The UN -OD Refugee Agency, UNHCR and the International Migration Organization said on Wednesday that many refugees threatening to deportation – especially members of ethnic and religious minority groups, women and girls, journalists, activists for human rights – could be subjected to the persecution of the Taliban government. In a joint statement, they invited Pakistan to “implement any movement measures with the duty to consider human rights standards.”

Sara Ahmadi, 26, a former journalism student at Kabul University, said her family feared she was deported to Afghanistan – “the very places we risked everything to leave” – ​​since Trump’s administration stopped the reception of refugees.

“That fear now becomes a reality,” Mrs. Ahmadi said in a telephone conversation. Her mother worked in the capital of Kabula, Afghanistan, for children in crisis, a non -governmental organization that finances the United States. Their six -member family arrived in Islamabad in November 2021, hoping that they would eventually settle in the United States.

Were among the hundreds of thousands Afghans who fled Pakistan after downloading Taliban.

The spokesman for the Foreign Ministry of Foreign Affairs, Shafqat Ali Khan, recently said that almost 80,000 Afghan refugees left Pakistan in other countries, and that about 40,000 who had applied for the relocation elsewhere in Pakistan.

This includes approximately 15,000 who were waiting for the approval of the Refugee Refugee Program for the United States when Mr. Trump suspended it. A three -month suspension came into force on January 27; Trump’s administration did not indicate whether the relocation would eventually continue.

Pakistan forced hundreds of thousands of other Afghanists – both documented and unfathomable migrants, and even some who arrived in Pakistan for moving to Western countries – back to their home country because of Growing tension with taliban.

Pakistan accuses Taliban of drawing up Pakistani militants who behave cross -border attackswhich the Taliban denies. Pakistani authorities also often accuse Afghan nationals of involvement in terrorism.

UN Refugee Refugee Agency said the International Migration Organization said that from January 1st, from January 1st, there was an increase in the arrest of Afghan citizens in Islamabad and Rawalpindi, and more than 800 Afghans, including children, deported only from these two cities.

Mrs. Ahmadi said her family suffered police harassment and struggled with the relatively high cost of housing Islamabad for more than three years, while she remained hope that she would move to the United States.

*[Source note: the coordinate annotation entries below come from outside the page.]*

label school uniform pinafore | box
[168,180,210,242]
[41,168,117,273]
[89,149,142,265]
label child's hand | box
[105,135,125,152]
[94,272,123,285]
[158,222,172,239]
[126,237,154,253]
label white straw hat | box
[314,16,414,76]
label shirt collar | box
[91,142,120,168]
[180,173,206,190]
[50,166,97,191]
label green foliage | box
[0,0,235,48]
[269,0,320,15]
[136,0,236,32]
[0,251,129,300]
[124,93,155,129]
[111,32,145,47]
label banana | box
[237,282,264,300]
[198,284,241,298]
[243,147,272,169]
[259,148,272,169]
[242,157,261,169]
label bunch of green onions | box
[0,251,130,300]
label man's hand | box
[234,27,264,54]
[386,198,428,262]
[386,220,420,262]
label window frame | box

“One midnight in December, police forcibly entered our house and treated us roughly,” she said. “It was a scary experience.”

But the suspension of Mr. Trump broke her optimism due to the reception of refugees, and the new Directive of Islamabad to evict Afghanistan refugees from the capital deepened her trouble, she said.

“For two decades, my family built a life in Afghanistan, only to be destroyed in one day when we were forced to leave everything behind in Kabul,” Mrs. Ahmadi said. “We endured all these difficulties in Islamabad with the hope that we would soon arrive in the United States and start a new life.”

“But they seem to have left us now,” she said.